The U.S. labor market shows little sign of cooling. The unemployment rate is at its lowest in half a century and jobs have been created for 28 consecutive months, without interest rate hikes preventing it. Available jobs have shrunk, layoffs have risen slightly, but job creation has barely slowed, according to the latest statistics released by the Bureau of Labor Statistics. In April, 253,0000 jobs were created, more than in February or March. The data somewhat complicates the Federal Reserve's plans to pause rate hikes.

The unemployment rate stands at 3.4%, at levels close to full employment. It equals that of January and is the lowest since 1969. Economists had expected it to stand at about 180,000 jobs in April and the unemployment rate to be 3.6%, down from 3.5% in March, when job creation slowed somewhat. Since March 2022, the unemployment rate has only oscillated between 3.4% and 3.7%. The reality has been exceeding forecasts for at least a year.

Employment continued to increase in professional and business services, health care, leisure and hospitality, and social assistance, according to the Department of Labour. In April, the average hourly wage for nonfarm private sector earners rose 16 cents, or 0.5 percent, to $33.36. Over the past 12 months, the average hourly wage has risen 4.4%, up from 4.3% year-on-year in April. The economists' forecast was 4.2%.

According to Federal Reserve Chairman Jerome Powell, reducing inflation is likely to require a period of below-trend growth and some cooling of labor market conditions.

At the press conference on Wednesday, after the tenth consecutive rise in interest rates, Powell conceded that "there are some indications that supply and demand in the labor market are returning to better balance." The activity rate has risen in recent months, especially among people aged 25 to 54. Nominal wage growth has shown some signs of moderation and job openings have declined so far this year, he said. But, overall, the demand for labor still far exceeds the supply of available workers, he added.
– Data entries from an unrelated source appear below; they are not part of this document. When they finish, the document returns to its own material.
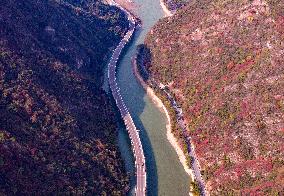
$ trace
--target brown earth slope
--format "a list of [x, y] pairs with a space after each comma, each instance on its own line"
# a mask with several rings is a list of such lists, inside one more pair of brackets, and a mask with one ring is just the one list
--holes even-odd
[[58, 2], [0, 2], [0, 195], [125, 195], [101, 84], [127, 19]]
[[[284, 1], [196, 1], [146, 38], [212, 195], [283, 195]], [[177, 130], [176, 130], [177, 131]]]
Friday's figure reinforces those cautions.

Soft landing

The Federal Reserve is trying to restore price stability after inflation topped 9% in June last year, its highest in four decades. In March it had fallen to 5%, after nine consecutive months of decline, but is still well above the central bank's 2% target.

Powell is willing to contain prices even if it means provoking a recession, but on Wednesday he indicated that he is still confident in his chances of achieving the long-awaited soft landing: "It seems to me that it is possible that we will continue to have a cooling in the labor market without having the large increases in unemployment that have accompanied many previous episodes. That would go against history. I fully understand that. That would go against the pattern," he admitted, referring to the fact that such aggressive rate hikes usually leave a high bill in terms of unemployment. "We've raised rates five percentage points in 14 months, and the unemployment rate is 3.5%, more or less where it was, even lower than when we started," he said.

Workers on the roof of a building in Manhattan, New York, on April 11, 2023.Bebeto Matthews (AP)

"I think avoiding a recession is, in my opinion, more likely than having a recession. But I also don't rule out the case of having a recession. We may have what I expect to be a mild recession," he argued.

Powell hinted on Wednesday that the Federal Reserve could pause rate hikes after the 0.25 percentage point rate hike approved at the last meeting. He said, however, that it would depend on the data to be published before the next meeting of the monetary policy committee, on June 13 and 14. The data known today complicates the work of the central bank. If the labor market does not cool, the pause in rate hikes may be delayed or high rates may remain for longer.

Tiffany Wilding, an economist at Pimco, says there are mixed signals. "On the one hand, the resilience of labour markets and the tightness of inflation are compatible with further rate hikes. On the other hand, however, tensions in the banking sector are likely to slow (and potentially substantially) activity in the coming quarters. On net, given the Federal Reserve's risk-management approach to monetary policy strategy, growing downside risks continue to call for caution, and we expect the Fed to keep policy rates steady at its next meeting in June.